IoT frameworks include the following:
- Amazon Web Services (AWS) IoT is an IoT cloud computing platform produced by Amazon. This framework is designed to make it easy for smart devices to connect to and interact effectively with the AWS cloud and other network devices.
- Microsoft’s Azure IoT Suite is a platform that consists of a series of services that allow users to connect and collect data from their IoT devices, as well as to perform a range of data operations, such as multidimensional processing, transformation and aggregation, and to visualize these operations in a business-friendly manner.
- Google’s Brillo/Weave allows IoT apps to be introduced efficiently. The framework consists of two main pillars: Brillo, an Android-based OS for the development of embedded low-power computers, and Weave, an IoT-based networking protocol that acts as a communication language between the system and the cloud.
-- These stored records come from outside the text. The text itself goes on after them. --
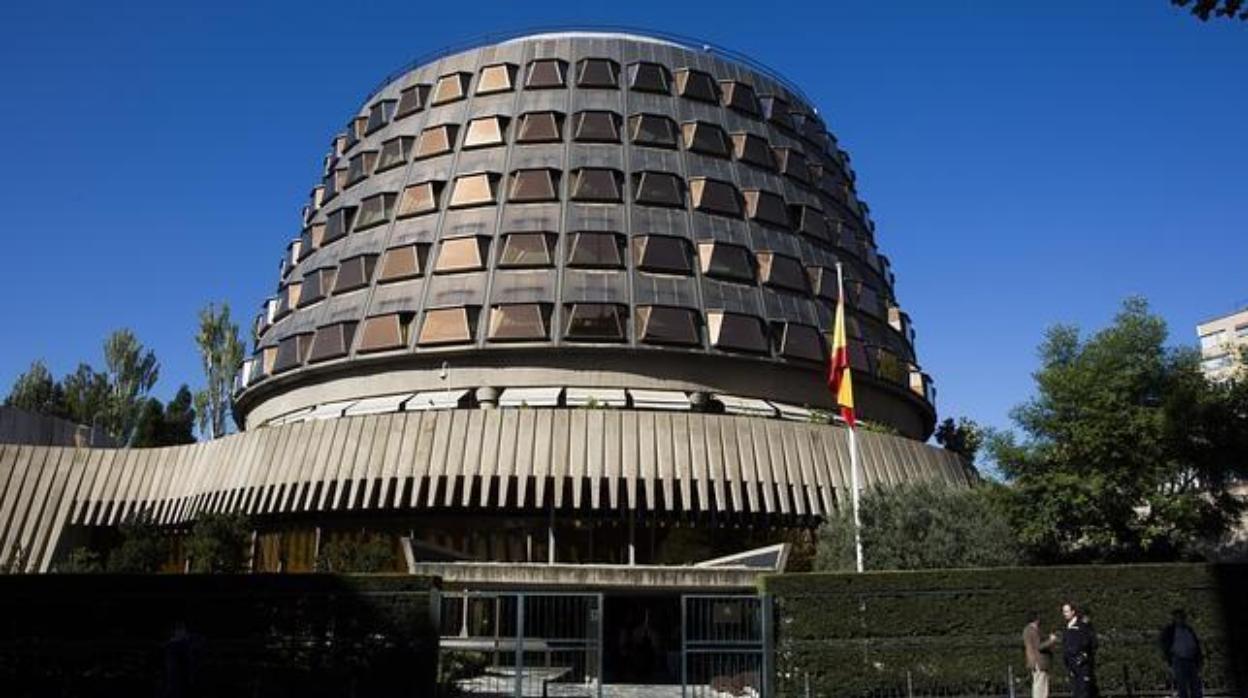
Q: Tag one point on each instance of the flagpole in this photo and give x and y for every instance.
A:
(854, 463)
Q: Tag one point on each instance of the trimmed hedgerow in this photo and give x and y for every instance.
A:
(846, 634)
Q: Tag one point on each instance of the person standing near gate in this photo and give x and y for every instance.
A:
(1038, 654)
(1182, 652)
(1078, 652)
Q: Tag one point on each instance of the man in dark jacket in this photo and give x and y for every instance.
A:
(1078, 652)
(1182, 652)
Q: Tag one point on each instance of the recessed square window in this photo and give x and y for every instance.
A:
(419, 199)
(385, 332)
(734, 331)
(527, 250)
(394, 152)
(706, 139)
(498, 78)
(658, 189)
(697, 85)
(376, 210)
(406, 261)
(479, 189)
(597, 185)
(594, 322)
(765, 207)
(539, 127)
(662, 254)
(740, 96)
(436, 140)
(332, 341)
(355, 272)
(292, 352)
(462, 254)
(448, 326)
(412, 100)
(652, 130)
(451, 88)
(725, 261)
(595, 126)
(753, 150)
(667, 325)
(519, 322)
(529, 186)
(595, 250)
(781, 271)
(649, 78)
(598, 74)
(360, 166)
(714, 196)
(799, 341)
(546, 74)
(316, 285)
(380, 115)
(337, 224)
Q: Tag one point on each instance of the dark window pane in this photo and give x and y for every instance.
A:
(533, 185)
(527, 250)
(518, 322)
(355, 272)
(546, 74)
(649, 78)
(658, 189)
(597, 126)
(593, 184)
(734, 331)
(664, 325)
(714, 196)
(539, 127)
(662, 254)
(653, 130)
(783, 271)
(598, 73)
(706, 139)
(697, 85)
(447, 326)
(766, 207)
(595, 250)
(740, 96)
(383, 332)
(594, 322)
(730, 262)
(332, 341)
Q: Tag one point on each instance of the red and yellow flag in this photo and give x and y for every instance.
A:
(839, 378)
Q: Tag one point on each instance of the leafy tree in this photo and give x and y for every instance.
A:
(1128, 450)
(36, 391)
(144, 548)
(221, 352)
(131, 371)
(1206, 9)
(220, 543)
(922, 526)
(964, 437)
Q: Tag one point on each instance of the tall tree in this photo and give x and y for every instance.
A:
(221, 350)
(131, 371)
(1127, 451)
(36, 391)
There are several apps of IoT, ranging from consumer and organization IOT to manufacturing and industrial IoT.
The smart home is undoubtedly the most common IoT technology because it is the one that is most inexpensive and readily available to customers. From Amazon Echo to Nest Thermostat, there are hundreds of devices on the market that users can monitor using their voices to make their lives more interactive than ever before.
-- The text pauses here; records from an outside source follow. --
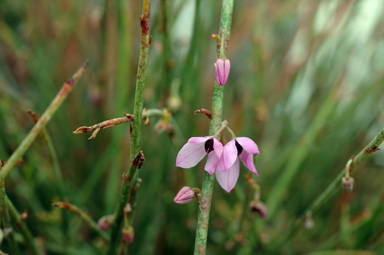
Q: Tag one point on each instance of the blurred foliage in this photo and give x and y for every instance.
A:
(306, 84)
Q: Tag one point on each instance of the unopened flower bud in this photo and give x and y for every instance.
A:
(260, 208)
(185, 195)
(347, 184)
(128, 234)
(309, 223)
(222, 67)
(105, 222)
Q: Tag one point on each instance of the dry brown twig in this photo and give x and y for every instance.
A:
(113, 122)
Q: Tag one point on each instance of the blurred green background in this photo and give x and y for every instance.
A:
(306, 85)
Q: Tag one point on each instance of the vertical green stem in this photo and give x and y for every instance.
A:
(332, 188)
(217, 110)
(136, 132)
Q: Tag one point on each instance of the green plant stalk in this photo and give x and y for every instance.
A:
(45, 118)
(217, 111)
(84, 216)
(20, 224)
(122, 86)
(59, 182)
(136, 132)
(332, 188)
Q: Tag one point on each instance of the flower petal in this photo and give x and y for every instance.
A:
(199, 139)
(211, 162)
(229, 154)
(190, 155)
(248, 144)
(228, 179)
(247, 159)
(218, 147)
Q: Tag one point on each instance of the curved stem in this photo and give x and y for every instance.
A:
(332, 188)
(217, 110)
(44, 119)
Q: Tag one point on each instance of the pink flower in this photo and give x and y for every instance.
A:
(128, 234)
(222, 67)
(185, 195)
(195, 150)
(228, 166)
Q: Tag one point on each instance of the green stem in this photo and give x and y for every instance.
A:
(59, 182)
(45, 118)
(136, 134)
(217, 110)
(332, 188)
(84, 216)
(20, 224)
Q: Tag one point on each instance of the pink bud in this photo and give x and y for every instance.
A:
(105, 222)
(222, 67)
(185, 195)
(128, 234)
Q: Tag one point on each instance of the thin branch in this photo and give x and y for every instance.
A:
(332, 188)
(45, 118)
(103, 125)
(113, 122)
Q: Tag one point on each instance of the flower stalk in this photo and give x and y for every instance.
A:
(216, 114)
(136, 132)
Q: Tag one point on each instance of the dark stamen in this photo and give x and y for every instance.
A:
(239, 148)
(208, 145)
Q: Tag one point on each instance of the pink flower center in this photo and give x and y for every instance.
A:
(239, 148)
(208, 146)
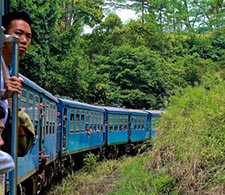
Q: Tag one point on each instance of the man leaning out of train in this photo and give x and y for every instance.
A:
(16, 23)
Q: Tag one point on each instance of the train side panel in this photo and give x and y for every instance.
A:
(42, 108)
(118, 125)
(82, 126)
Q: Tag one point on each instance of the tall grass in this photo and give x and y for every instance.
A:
(188, 155)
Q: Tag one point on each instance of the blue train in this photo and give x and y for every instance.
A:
(67, 130)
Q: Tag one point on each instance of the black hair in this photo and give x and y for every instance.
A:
(21, 14)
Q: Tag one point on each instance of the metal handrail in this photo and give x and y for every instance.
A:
(14, 148)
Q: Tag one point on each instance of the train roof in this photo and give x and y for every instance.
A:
(123, 110)
(36, 87)
(77, 104)
(155, 112)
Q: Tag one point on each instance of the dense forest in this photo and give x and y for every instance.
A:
(137, 64)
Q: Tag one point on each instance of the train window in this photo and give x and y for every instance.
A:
(54, 119)
(83, 118)
(47, 117)
(30, 105)
(111, 119)
(115, 123)
(139, 123)
(100, 122)
(71, 121)
(51, 113)
(64, 126)
(77, 121)
(23, 98)
(88, 127)
(125, 123)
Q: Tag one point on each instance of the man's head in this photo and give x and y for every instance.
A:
(18, 23)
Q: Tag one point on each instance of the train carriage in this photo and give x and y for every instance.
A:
(42, 109)
(153, 121)
(81, 126)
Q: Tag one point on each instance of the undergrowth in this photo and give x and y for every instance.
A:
(187, 158)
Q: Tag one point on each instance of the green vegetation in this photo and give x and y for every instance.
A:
(138, 64)
(172, 57)
(187, 155)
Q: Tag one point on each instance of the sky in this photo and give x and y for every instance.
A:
(124, 14)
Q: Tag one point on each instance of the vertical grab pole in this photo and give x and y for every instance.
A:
(2, 176)
(14, 142)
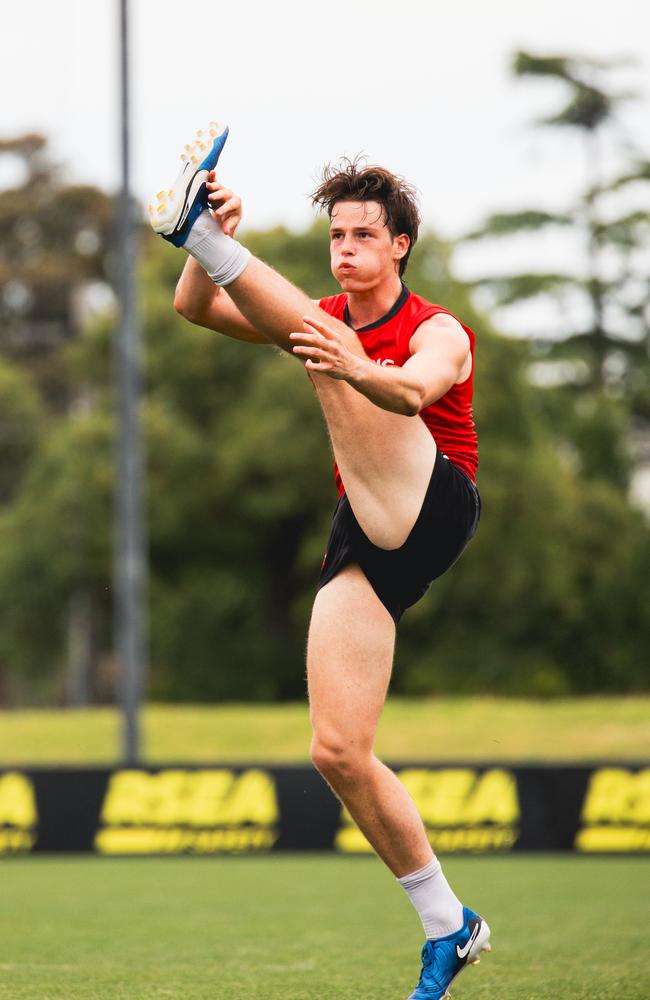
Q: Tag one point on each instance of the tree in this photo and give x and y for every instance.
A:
(599, 356)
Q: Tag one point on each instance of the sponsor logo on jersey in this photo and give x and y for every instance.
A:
(463, 810)
(616, 811)
(178, 811)
(18, 813)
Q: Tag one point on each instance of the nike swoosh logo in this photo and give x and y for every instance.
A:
(464, 952)
(190, 195)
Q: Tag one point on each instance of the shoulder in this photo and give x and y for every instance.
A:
(334, 305)
(439, 317)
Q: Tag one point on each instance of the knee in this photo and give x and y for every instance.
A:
(337, 761)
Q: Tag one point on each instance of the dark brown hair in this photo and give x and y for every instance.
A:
(351, 180)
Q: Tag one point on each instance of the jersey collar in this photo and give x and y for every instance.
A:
(393, 311)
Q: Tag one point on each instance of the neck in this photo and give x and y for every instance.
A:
(368, 306)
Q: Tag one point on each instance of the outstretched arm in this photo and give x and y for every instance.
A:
(440, 357)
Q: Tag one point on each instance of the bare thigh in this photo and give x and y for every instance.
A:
(349, 663)
(385, 460)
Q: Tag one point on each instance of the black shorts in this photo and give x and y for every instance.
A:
(447, 521)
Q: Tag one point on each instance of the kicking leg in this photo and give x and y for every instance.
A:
(386, 459)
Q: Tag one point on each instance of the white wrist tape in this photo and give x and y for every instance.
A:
(219, 255)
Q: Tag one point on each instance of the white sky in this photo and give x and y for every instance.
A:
(420, 86)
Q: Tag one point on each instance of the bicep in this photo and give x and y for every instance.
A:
(439, 350)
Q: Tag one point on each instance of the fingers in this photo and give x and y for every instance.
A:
(225, 204)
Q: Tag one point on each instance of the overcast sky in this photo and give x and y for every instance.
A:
(420, 86)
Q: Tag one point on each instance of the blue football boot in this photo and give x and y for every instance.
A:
(444, 958)
(179, 207)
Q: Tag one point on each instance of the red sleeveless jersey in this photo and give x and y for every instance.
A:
(387, 342)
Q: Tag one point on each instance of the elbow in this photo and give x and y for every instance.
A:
(414, 401)
(181, 304)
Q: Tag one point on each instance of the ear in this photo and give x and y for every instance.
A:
(401, 245)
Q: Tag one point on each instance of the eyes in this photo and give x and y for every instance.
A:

The use of wearables or sensors connected to patients enables physicians to monitor a patient’s condition outside the hospital and in real-time. By continuously monitoring certain metrics and automatic warnings of their vital signs, the Internet of Things helps to improve patient care and prevent severe complications in high-risk patients.
A significant amount of data on the soil state and stage can be obtained through the implementation of IoT sensors. Information such as soil moisture, acidity levels, the presence of certain nutrients, temperature, and many other chemical characteristics helps farmers control irrigation, improve water efficiency, specify the best time to start cultivating, and even to discover the presence of diseases in plants and soil.
IoT privacy issues
The Internet of Things links billions of computers to the Internet and requires the use of billions of data points, all of which must be protected. As a result of its extended attack surface, IoT protection and IoT privacy are cited as major concerns.
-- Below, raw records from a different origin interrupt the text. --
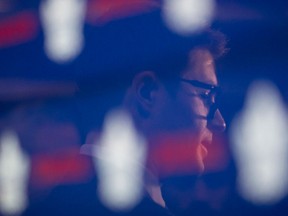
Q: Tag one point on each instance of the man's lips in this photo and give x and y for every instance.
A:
(204, 147)
(204, 151)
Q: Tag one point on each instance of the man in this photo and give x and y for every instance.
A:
(185, 114)
(169, 88)
(171, 96)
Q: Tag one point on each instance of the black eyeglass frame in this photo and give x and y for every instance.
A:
(214, 88)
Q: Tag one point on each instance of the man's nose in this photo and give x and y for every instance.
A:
(217, 123)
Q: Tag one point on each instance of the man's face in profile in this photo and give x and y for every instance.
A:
(188, 124)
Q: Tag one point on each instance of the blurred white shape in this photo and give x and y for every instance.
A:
(63, 22)
(188, 16)
(260, 144)
(14, 173)
(120, 159)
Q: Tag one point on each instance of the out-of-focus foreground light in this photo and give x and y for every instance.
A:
(260, 144)
(188, 16)
(63, 28)
(14, 169)
(120, 157)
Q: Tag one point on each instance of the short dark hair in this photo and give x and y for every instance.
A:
(124, 47)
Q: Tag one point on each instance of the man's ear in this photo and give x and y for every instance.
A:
(145, 85)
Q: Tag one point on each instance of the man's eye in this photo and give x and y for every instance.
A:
(205, 95)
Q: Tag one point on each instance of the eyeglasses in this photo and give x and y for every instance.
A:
(210, 96)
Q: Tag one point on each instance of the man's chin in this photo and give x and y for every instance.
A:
(177, 192)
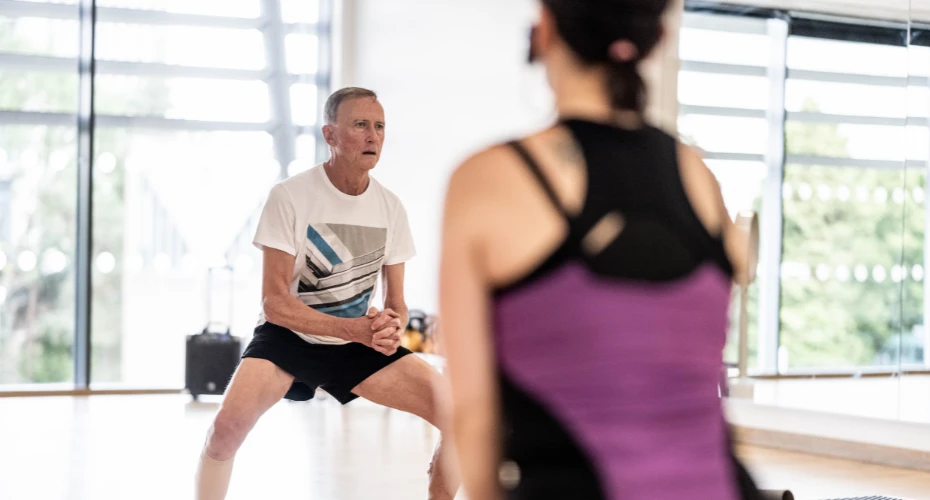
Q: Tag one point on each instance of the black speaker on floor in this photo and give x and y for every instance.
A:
(213, 354)
(211, 361)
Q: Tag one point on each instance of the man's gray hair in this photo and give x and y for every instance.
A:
(331, 110)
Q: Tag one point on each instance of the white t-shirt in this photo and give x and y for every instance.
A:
(341, 242)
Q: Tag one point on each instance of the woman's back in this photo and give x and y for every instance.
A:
(609, 351)
(585, 284)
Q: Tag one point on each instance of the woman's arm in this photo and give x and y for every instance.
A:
(464, 312)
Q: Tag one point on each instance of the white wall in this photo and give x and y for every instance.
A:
(453, 79)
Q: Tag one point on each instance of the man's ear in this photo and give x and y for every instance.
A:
(329, 135)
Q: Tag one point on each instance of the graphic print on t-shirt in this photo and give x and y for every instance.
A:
(342, 266)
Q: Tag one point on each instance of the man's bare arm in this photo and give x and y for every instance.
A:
(394, 292)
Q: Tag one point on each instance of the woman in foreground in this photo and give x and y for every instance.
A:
(585, 284)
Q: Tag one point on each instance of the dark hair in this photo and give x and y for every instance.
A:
(331, 109)
(590, 28)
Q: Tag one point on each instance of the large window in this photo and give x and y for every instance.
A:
(38, 152)
(200, 107)
(725, 87)
(825, 135)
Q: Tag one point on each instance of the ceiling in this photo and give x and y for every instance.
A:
(893, 10)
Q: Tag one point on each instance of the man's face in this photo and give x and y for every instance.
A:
(358, 134)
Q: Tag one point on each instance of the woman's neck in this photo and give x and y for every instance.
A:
(585, 97)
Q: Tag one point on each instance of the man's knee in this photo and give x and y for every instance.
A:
(226, 435)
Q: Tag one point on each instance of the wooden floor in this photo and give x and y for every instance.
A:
(146, 447)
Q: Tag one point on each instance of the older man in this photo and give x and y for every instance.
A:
(327, 234)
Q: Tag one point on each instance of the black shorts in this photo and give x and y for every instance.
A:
(337, 369)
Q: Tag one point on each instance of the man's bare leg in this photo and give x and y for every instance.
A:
(256, 386)
(410, 384)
The Federal Trade Commission study “Internet of Things: Privacy and Protection in a Wired World” found that fewer than 10,000 households would produce 150 million discrete data points per day. This provides more entry points for hackers and makes confidential information vulnerable.
The study also found that businesses may use the collected data that customers voluntarily give to make decisions on jobs. For example, an insurance provider may collect information from you about your driving habits via a connected car when you calculate your insurance rate. The same could happen with health or life insurance with fitness trackers.
Discussions about the internet of things take place (and have been going on for many years all over the world as we strive to learn how this can affect our lives. We are still seeking to consider the many possibilities and problems that will emerge as more and more devices continue to join the IoT. Right now, the only thing we can do is to teach ourselves what IoT is and the possible effects that can be had on how we function and live.